Per dissiparli, questi dubbi, attendiamo con interesse ulteriori analisi dell’Istat stesso e degli specialisti in materia. In primo luogo, un’analisi dettagliata delle caratteristiche delle 2,4 milioni iscrizioni anagrafiche corrispondenti a persone non censite che ci faccia risalire alle ragioni – comportamenti dei singoli, inefficienze amministrative ecc. – di questa forte divergenza. Che è maggiore che in passato, anche per l’accresciuta immigrazione. In secondo luogo, un’analisi delle caratteristiche delle 700.000 persone censite, ma non iscritte in anagrafe. Dove sono state individuate? Perché non erano iscritte in anagrafe? Si trattava solo di ritardi o erano vere e proprie omissioni? E, ancora, quanto sono state efficienti gli archivi e le liste integrative (LIFA, “altre fonti amministrative” come i permessi di soggiorno; RNC, lista dei numeri civici) nell’individuazione dei dimoranti abituali non iscritti in anagrafe? Le risposte a questi quesiti sono importanti, perché senza l’ausilio di fonti integrative che aiutino ad individuare chi, per varie ragioni, non è iscritto in anagrafe, il censimento continuo rischia di essere incapace di integrare la fonte anagrafica e rimane privo di fonti indipendenti.

Popolazione dell’Italia e popolazione di Italiani

A fini elettorali, la popolazione dell’Italia è quella “legale” del censimento iscritta in Gazzetta Ufficiale. Facciamo dunque dipendere la distribuzione dei seggi elettorali dalla dislocazione residenziale dei cittadini italiani (55,4 milioni)…ma anche da quella di qualche milione (4,0) di cittadini stranieri. Ai quali cittadini stranieri, però, neghiamo il diritto di voto, anche nelle elezioni locali. I legislatori, all’epoca della Costituente, probabilmente non immaginavano che gli stranieri sarebbero diventati milioni e che, per il semplice fatto di vivere in una determinata parte del paese anziché in un’altra, avrebbero influenzato la distribuzione dei seggi. Poi ci sono i visitatori – che vivono in Italia per qualche settimana o qualche mese, ma che consumano e usano servizi e strutture, e pagano imposte (indirette) – e che, in un certo senso, sono anch’essi popolazione dell’Italia. Ci sono anche gli stagionali e anche gli irregolari, che spesso passano anni nel nostro paese: anche questi sono popolazione dell’Italia.
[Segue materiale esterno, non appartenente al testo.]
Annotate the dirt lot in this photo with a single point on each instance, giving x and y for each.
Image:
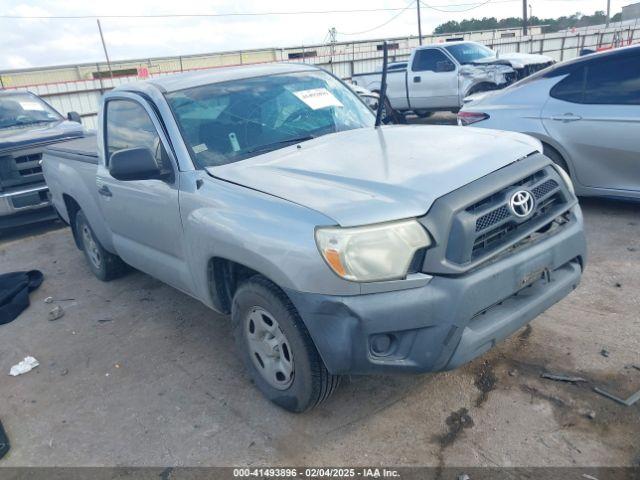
(137, 373)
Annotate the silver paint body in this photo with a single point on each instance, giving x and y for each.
(599, 143)
(426, 90)
(262, 212)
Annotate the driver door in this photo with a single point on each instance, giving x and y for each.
(143, 215)
(432, 80)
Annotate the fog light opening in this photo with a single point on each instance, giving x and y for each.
(382, 344)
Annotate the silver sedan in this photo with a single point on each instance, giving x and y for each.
(586, 113)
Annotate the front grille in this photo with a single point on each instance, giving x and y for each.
(488, 225)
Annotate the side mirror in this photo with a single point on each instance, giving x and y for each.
(445, 66)
(134, 164)
(74, 117)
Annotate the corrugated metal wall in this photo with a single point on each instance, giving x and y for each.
(75, 89)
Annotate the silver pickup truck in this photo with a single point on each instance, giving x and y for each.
(27, 126)
(267, 193)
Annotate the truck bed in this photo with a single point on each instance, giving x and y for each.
(82, 150)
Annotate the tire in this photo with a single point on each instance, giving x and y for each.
(555, 156)
(104, 265)
(277, 349)
(423, 113)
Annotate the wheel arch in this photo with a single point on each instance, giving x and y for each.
(72, 208)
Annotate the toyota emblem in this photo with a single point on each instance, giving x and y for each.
(521, 203)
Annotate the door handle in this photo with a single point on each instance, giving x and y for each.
(567, 117)
(104, 191)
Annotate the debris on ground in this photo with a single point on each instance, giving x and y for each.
(26, 365)
(627, 403)
(562, 378)
(56, 313)
(456, 422)
(4, 442)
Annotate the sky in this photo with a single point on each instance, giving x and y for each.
(26, 43)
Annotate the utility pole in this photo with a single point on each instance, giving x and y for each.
(104, 47)
(419, 23)
(332, 38)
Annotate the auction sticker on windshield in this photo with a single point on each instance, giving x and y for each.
(318, 98)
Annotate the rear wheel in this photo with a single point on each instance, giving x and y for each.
(277, 349)
(104, 265)
(423, 113)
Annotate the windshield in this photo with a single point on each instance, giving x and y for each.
(469, 52)
(25, 109)
(227, 122)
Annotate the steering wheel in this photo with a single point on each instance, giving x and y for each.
(297, 115)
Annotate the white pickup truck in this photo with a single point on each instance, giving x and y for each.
(439, 76)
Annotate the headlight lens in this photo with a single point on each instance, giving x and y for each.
(565, 176)
(374, 252)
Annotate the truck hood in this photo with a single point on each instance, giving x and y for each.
(28, 135)
(369, 175)
(515, 60)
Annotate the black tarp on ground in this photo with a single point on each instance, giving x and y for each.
(14, 292)
(4, 442)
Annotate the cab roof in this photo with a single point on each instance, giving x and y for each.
(180, 81)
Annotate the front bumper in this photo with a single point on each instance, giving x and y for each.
(452, 319)
(24, 205)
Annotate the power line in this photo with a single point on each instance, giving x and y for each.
(382, 24)
(474, 6)
(190, 15)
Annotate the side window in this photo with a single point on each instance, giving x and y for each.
(129, 126)
(427, 60)
(614, 81)
(570, 88)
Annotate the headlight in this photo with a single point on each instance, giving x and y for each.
(565, 176)
(374, 252)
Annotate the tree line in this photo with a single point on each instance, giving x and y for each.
(552, 24)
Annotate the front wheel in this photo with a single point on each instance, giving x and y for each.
(423, 113)
(277, 349)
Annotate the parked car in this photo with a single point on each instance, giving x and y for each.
(369, 97)
(586, 112)
(27, 125)
(440, 76)
(267, 193)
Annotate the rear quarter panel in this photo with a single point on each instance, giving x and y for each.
(77, 180)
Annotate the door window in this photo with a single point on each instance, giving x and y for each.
(129, 126)
(614, 81)
(571, 88)
(427, 60)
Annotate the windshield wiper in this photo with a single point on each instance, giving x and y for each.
(275, 145)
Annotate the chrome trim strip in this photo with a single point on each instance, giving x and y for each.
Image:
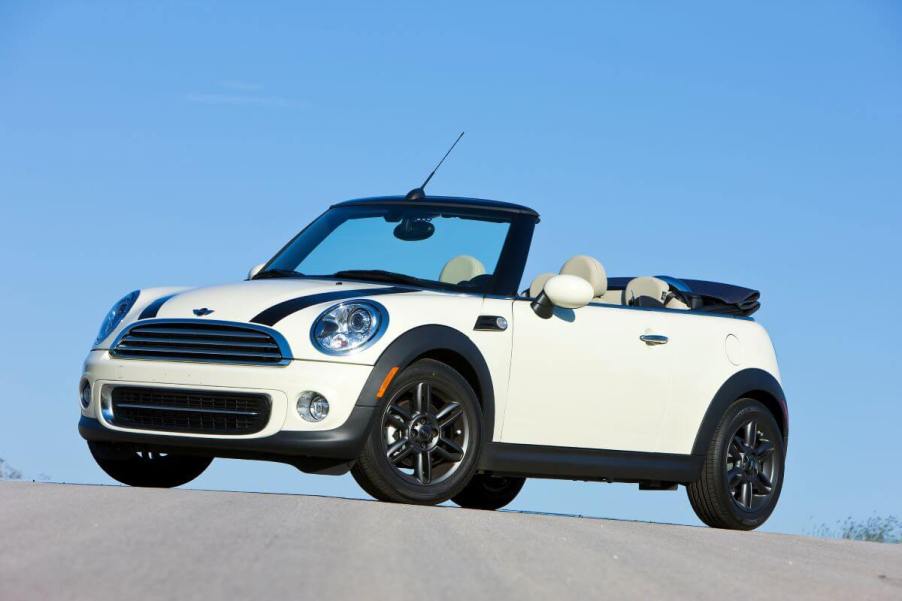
(185, 409)
(280, 341)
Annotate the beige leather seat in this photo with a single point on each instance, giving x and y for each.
(648, 291)
(538, 284)
(461, 268)
(589, 269)
(583, 266)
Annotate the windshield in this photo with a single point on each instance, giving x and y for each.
(457, 249)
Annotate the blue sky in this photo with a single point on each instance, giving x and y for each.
(179, 143)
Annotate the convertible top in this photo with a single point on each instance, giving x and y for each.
(713, 297)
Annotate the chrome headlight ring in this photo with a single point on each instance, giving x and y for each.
(349, 327)
(115, 315)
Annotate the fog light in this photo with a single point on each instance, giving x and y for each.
(85, 394)
(312, 406)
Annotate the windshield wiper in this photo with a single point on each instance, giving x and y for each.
(278, 273)
(380, 275)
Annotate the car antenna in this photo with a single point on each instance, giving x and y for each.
(420, 193)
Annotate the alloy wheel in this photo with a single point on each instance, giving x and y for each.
(425, 433)
(750, 469)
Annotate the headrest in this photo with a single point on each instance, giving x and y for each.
(646, 291)
(461, 268)
(538, 284)
(588, 269)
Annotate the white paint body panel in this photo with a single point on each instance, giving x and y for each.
(580, 379)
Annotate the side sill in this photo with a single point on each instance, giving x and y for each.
(568, 463)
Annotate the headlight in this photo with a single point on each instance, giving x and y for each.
(349, 327)
(114, 317)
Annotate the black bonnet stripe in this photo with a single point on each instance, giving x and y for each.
(276, 313)
(153, 308)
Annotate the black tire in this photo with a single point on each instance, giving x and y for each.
(489, 492)
(740, 483)
(423, 470)
(135, 467)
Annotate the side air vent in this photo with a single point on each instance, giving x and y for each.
(202, 340)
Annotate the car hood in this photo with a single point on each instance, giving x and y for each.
(245, 301)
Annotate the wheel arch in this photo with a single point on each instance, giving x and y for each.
(749, 383)
(440, 343)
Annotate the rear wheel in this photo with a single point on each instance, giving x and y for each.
(489, 492)
(136, 467)
(424, 447)
(743, 470)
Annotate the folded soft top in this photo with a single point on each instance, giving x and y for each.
(702, 295)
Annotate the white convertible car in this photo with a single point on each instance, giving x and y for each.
(389, 338)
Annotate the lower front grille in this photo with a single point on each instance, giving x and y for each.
(190, 411)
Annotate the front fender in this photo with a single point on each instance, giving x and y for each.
(422, 340)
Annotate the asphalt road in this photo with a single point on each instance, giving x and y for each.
(106, 542)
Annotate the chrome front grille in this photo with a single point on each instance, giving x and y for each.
(189, 411)
(201, 340)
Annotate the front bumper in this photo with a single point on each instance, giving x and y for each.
(342, 444)
(285, 437)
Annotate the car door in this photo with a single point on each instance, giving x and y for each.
(584, 378)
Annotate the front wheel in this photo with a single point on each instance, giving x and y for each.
(424, 446)
(136, 467)
(743, 469)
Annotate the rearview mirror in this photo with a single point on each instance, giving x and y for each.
(254, 271)
(565, 291)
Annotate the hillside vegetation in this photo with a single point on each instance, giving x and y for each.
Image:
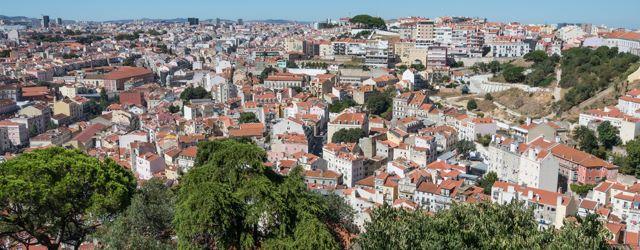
(586, 72)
I cittadini Italiani che risiedono all’estero (e spesso con una seconda cittadinanza) e sono iscritti all’AIRE (4,2 milioni) fanno invece parte della popolazione di Italiani, ma non della popolazione dell’Italia, anche se votano alle elezioni politiche. Ci sono poi anche cittadini Italiani, che risiedono all’estero, ma non sono iscritti all’AIRE: anch’essi fanno parte della popolazione di Italiani, anche se non sappiamo quanti siano. Infine ci sono milioni e milioni di discendenti di Italiani…non più cittadini del nostro paese, ma anch’essi, in qualche modo e in qualche grado – anche minimo – connessi con la popolazione di Italiani…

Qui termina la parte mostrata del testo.